Updating Repositories

Requirements

  • When a new version of Knora requires an existing repository to be updated, do this automatically when Knora starts, if possible.

  • Make the update process as fast as possible, with some indication of progress as it runs.

Design

As explained in Knora Ontology Versions, the knora-base ontology contains a version string to ensure compatibility between a repository and a given version of Knora. The same version string is therefore hard-coded in the Knora source code, in the string constant org.knora.webapi.KnoraBaseVersion. For new pull requests, the format of this string is knora-base vN, where N is an integer that is incremented for each version.

During Knora's startup process, ApplicationActor sends an UpdateRepositoryRequest message to the StoreManager, which forwards it to TriplestoreManager, which delegates it to org.knora.webapi.store.triplestore.upgrade.RepositoryUpdater.

RepositoryUpdater does the following procedure:

  1. Check the knora-base version string in the repository.

  2. Consult org.knora.webapi.store.triplestore.upgrade.RepositoryUpdatePlan to see which transformations are needed.

  3. Download the entire repository from the triplestore into a TriG file.

  4. Read the TriG file into an RDF4J Model.

  5. Update the Model by running the necessary transformations, and replacing the built-in Knora ontologies with the current ones.

  6. Save the Model to a new TriG file.

  7. Empty the repository in the triplestore.

  8. Upload the transformed repository file to the triplestore.

To update the Model, RepositoryUpdater runs a sequence of upgrade plugins, each of which is a class in org.knora.webapi.store.triplestore.upgrade.plugins and is registered in RepositoryUpdatePlan.

Design Rationale

We tried and rejected several other designs:

  • Running SPARQL updates in the triplestore: too slow, and no way to report progress during the update.

  • Downloading the repository and transforming it in Python using rdflib: too slow.

  • Downloading the repository and transforming it in C++ using Redland: also too slow.

The Scala implementation is the fastest by far.

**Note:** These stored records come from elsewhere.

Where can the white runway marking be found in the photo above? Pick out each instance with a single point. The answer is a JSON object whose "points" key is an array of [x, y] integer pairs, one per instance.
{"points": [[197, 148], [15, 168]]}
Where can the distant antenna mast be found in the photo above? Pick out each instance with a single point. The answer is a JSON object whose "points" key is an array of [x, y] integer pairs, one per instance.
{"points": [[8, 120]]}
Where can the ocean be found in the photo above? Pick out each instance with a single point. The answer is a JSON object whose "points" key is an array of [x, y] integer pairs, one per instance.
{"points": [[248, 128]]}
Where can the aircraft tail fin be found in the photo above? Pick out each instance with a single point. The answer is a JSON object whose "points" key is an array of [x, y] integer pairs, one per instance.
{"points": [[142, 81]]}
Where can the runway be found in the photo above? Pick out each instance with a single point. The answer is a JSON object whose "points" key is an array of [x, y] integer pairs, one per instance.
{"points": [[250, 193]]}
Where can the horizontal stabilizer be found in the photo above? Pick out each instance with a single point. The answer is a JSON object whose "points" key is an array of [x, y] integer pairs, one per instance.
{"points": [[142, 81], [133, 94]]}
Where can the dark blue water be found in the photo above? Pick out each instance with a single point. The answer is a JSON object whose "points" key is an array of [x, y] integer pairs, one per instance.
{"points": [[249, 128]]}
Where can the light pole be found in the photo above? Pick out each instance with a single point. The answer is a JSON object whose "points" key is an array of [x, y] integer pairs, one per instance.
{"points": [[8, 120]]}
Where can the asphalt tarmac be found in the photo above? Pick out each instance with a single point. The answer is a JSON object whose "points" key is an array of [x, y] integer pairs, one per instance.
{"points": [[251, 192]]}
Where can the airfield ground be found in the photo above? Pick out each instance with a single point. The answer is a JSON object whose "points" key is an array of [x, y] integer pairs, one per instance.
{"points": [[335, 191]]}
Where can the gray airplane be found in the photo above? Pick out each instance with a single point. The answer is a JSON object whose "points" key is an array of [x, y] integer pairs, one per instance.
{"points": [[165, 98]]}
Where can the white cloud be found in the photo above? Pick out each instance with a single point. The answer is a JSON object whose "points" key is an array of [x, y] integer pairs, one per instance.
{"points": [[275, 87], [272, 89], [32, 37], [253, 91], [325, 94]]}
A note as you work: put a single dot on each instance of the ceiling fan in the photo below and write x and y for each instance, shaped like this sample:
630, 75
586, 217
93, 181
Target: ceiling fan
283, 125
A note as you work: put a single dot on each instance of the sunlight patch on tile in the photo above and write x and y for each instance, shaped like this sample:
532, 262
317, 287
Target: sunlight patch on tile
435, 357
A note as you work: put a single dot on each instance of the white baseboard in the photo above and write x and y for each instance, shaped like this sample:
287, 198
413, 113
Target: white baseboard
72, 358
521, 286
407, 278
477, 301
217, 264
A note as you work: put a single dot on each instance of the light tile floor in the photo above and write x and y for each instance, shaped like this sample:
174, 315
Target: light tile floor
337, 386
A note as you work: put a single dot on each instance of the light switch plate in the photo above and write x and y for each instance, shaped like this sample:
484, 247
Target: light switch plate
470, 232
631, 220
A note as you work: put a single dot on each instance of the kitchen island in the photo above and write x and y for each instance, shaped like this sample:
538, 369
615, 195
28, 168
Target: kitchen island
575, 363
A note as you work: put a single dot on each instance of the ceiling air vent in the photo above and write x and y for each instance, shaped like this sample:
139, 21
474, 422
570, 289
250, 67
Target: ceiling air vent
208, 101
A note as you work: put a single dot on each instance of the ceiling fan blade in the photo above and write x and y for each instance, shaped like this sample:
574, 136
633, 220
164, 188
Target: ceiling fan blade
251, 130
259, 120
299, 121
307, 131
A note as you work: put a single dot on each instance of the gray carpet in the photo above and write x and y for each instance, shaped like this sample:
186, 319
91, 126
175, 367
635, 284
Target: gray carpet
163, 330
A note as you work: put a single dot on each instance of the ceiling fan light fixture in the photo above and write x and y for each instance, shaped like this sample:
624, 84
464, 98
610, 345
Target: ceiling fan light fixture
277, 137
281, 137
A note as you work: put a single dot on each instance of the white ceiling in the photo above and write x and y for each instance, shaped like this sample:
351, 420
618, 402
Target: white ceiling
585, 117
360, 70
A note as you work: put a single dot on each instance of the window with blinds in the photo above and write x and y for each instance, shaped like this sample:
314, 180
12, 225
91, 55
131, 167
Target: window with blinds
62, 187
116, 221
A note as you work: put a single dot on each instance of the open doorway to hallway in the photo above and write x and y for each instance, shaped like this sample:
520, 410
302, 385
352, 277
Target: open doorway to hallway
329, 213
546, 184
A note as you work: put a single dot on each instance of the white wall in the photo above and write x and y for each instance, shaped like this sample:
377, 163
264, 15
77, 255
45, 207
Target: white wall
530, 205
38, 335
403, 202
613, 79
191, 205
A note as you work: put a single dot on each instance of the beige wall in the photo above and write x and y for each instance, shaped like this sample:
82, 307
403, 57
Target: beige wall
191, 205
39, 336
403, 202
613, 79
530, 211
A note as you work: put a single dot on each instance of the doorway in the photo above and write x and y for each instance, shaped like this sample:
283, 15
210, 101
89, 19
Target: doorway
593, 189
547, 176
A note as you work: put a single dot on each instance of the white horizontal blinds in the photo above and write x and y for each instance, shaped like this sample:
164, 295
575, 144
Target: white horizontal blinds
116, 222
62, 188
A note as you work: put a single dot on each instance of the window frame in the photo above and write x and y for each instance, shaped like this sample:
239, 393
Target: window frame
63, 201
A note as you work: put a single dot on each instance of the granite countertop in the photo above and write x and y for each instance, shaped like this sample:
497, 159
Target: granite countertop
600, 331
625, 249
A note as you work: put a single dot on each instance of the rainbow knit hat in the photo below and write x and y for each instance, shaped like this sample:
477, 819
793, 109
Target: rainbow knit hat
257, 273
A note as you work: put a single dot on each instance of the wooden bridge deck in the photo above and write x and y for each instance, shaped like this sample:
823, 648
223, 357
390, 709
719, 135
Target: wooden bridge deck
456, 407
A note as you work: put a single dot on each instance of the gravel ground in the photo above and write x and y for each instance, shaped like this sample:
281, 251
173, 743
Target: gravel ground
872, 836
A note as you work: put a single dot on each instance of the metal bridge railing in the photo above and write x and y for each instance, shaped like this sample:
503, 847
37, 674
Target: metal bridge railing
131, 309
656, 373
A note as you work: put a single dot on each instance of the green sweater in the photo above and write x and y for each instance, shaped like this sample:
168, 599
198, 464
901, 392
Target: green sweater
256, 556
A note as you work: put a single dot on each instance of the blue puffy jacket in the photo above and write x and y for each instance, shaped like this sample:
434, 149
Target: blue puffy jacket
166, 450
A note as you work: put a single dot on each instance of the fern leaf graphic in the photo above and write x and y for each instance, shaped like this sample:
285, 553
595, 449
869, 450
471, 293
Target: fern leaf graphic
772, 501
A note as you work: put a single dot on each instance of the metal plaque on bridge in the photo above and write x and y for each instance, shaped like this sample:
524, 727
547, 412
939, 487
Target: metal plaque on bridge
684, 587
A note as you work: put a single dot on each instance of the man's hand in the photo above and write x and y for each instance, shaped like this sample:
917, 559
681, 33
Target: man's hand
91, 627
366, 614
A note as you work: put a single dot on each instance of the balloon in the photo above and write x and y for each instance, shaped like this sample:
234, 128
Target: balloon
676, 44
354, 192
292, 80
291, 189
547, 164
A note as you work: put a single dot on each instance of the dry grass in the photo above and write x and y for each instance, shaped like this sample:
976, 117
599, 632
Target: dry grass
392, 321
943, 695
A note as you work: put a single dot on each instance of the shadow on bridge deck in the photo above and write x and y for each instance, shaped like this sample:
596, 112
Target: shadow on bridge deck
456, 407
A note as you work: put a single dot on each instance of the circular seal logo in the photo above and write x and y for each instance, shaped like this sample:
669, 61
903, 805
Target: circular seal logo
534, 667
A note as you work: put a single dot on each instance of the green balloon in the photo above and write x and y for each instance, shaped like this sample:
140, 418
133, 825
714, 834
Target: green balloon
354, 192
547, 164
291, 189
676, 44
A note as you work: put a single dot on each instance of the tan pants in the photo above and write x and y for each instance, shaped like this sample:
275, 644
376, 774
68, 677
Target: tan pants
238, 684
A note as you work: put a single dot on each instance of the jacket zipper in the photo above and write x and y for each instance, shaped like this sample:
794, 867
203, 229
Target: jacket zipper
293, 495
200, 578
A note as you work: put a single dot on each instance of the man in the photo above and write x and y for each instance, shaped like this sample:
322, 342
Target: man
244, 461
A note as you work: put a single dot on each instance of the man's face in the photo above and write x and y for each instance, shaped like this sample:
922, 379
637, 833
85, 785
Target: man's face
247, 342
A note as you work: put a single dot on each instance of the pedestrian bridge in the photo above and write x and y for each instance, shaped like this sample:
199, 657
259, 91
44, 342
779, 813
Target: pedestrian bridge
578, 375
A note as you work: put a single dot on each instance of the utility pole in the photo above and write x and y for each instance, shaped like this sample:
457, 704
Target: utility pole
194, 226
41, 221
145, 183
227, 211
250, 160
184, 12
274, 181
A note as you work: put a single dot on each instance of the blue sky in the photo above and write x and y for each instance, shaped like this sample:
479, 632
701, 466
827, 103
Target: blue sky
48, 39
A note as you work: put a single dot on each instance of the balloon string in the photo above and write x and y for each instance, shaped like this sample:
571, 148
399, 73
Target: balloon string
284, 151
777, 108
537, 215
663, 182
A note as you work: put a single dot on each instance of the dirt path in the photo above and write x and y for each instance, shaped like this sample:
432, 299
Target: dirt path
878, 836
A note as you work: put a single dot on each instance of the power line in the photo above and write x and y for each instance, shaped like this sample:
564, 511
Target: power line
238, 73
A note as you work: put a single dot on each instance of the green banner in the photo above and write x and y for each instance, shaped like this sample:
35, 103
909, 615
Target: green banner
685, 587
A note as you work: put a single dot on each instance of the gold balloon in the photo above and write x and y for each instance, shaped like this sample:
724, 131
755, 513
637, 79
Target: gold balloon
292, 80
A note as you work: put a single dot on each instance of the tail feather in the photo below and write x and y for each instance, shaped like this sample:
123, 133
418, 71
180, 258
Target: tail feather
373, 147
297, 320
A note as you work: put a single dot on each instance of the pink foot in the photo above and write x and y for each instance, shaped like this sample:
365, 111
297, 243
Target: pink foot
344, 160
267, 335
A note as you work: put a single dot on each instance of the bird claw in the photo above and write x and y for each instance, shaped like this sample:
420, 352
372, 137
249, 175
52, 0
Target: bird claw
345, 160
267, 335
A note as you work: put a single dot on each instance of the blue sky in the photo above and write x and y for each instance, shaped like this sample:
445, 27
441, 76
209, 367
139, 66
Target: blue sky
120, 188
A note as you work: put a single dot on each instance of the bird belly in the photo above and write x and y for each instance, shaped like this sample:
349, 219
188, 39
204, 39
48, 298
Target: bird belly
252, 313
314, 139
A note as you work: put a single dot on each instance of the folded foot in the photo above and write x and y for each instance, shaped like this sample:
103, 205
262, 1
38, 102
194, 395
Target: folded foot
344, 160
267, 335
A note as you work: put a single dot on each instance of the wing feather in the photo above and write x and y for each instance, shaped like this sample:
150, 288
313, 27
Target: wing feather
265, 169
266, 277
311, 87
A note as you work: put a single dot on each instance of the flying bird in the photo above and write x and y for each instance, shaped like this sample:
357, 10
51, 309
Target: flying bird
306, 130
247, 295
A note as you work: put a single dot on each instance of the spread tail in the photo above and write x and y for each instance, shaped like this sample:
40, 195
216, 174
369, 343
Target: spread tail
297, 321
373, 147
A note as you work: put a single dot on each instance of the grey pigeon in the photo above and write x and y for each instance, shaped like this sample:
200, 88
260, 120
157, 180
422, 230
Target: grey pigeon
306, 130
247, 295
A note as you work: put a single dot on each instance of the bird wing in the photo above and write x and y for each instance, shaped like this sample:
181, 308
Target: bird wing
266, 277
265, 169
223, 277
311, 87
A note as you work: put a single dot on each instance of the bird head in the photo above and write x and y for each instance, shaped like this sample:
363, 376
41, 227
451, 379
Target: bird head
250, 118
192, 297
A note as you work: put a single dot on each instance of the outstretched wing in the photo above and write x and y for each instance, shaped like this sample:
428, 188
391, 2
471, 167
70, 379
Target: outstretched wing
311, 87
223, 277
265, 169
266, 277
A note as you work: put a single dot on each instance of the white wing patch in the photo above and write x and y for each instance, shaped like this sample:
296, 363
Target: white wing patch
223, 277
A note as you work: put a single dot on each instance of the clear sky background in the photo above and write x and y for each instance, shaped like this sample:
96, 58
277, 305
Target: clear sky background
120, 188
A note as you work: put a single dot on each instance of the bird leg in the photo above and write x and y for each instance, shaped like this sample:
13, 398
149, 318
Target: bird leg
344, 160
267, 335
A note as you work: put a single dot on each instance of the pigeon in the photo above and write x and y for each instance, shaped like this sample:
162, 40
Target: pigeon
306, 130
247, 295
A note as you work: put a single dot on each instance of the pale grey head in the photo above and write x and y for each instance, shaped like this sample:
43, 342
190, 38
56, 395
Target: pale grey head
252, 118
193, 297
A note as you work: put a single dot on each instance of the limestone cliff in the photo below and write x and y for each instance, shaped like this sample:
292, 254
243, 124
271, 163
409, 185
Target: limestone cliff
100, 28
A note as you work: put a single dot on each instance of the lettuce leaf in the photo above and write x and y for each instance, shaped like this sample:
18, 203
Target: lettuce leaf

The whole repository is uploaded in a single transaction, rather than uploading one named graph at a time, because GraphDB's consistency checker can enforce dependencies between named graphs.

Adding an Upgrade Plugin

Each time a pull request introduces changes that are not compatible with existing data, the following must happen:

  • The knora-base version number must be incremented in knora-base.ttl and in the string constant org.knora.webapi.KnoraBaseVersion.

  • A plugin must be added in the package org.knora.webapi.store.triplestore.upgrade.plugins, and registered in RepositoryUpdatePlan, to transform existing repositories so that they are compatible with the code changes introduced in the pull request.

The order of version numbers must correspond to the order in which the pull requests are merged.

An upgrade plugin is a Scala class that extends UpgradePlugin. The name of the plugin class should refer to the pull request that made the transformation necessary, using the format UpgradePluginPRNNNN, where NNNN is the number of the pull request.

A plugin's transform method takes an RDF4J Model (a mutable object representing the repository) and modifies it as needed. For details on how to do this, see The RDF Model API in the RDF4J documentation.

Before transforming the data, a plugin can check whether a required manual transformation has been carried out. If the requirement is not met, the plugin can throw InconsistentTriplestoreDataException to abort the upgrade process.

The plugin must then be appended to the sequence pluginsForVersions in RepositoryUpdatePlan.

Testing Update Plugins

Each plugin should have a unit test that extends UpgradePluginSpec. A typical test loads a TriG file containing test data into a Model, runs the plugin, makes an RDF4J SailRepository containing the transformed Model, and uses SPARQL to check the result.